2

Consider this code:

def function(condition):

    if condition == 'condition1':
        print('No problem here')

    if condition == 'condition2':
        test = ['1','2','3','4']
        print(test)

    if condition == 'condition3':
       #doing something else using variable 'test'

Is it possible to share the static list between the two if statements?
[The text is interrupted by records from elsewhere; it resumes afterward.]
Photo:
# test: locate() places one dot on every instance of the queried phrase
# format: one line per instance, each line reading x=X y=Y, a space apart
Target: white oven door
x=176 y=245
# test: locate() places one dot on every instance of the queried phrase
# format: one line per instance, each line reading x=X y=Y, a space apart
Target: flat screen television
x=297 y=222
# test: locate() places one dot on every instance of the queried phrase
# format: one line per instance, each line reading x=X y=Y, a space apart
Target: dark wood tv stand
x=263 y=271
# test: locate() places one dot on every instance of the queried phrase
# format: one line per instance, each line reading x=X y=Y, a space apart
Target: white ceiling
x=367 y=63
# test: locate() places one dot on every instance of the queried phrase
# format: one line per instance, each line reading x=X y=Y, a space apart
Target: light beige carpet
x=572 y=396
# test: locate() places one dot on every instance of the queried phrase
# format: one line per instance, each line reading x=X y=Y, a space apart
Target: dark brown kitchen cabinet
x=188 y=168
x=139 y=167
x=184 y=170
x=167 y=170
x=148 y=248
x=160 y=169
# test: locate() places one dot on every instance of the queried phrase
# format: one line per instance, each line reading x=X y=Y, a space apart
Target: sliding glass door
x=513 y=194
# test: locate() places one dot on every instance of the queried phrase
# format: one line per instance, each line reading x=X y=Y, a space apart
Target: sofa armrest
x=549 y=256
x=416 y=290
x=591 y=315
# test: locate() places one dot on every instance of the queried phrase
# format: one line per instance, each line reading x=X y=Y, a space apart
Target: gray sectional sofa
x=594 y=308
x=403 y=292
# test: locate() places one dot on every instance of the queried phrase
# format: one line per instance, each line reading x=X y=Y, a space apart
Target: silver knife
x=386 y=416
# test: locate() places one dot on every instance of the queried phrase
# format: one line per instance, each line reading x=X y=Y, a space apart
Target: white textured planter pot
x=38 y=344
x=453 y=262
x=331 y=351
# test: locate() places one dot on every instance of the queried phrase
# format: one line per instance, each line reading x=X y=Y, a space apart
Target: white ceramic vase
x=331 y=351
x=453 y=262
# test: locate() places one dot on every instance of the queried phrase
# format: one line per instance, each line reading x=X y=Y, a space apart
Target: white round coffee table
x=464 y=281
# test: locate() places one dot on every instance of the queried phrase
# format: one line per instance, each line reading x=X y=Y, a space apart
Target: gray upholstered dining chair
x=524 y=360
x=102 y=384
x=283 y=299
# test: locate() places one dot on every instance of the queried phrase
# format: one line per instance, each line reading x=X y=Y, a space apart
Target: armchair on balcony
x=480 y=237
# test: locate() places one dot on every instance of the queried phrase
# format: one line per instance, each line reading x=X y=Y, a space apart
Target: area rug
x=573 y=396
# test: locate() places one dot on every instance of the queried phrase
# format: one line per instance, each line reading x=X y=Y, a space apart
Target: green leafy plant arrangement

For the moment, I have two working ideas but both has its limitations

Case 1: Declare the static list at the beginning of the function

def function(condition):
    test = ['1','2','3','4']
    if condition == 'condition1':
        print('No problem here')

    if condition == 'condition2':
        print(test)

    if condition == 'condition3':
       #doing something else using variable 'test'

Limitations: This means I will create the list every time I call function, even though I don't need it when condition == 'condition1'

Case 2: Declare the static list in both if statement

def function(condition):

    if condition == 'condition1':
        print('No problem here')

    if condition == 'condition2':
        test = ['1','2','3','4']
        print(test)

    if condition == 'condition3':
       test = ['1','2','3','4']
       #doing something else using variable 'test'

Limitations: In this particular case it seems not so bad, but if my list had a lot more data with nested lists, repeating it would make code maintenance a lot harder since changes would need to be done more than once.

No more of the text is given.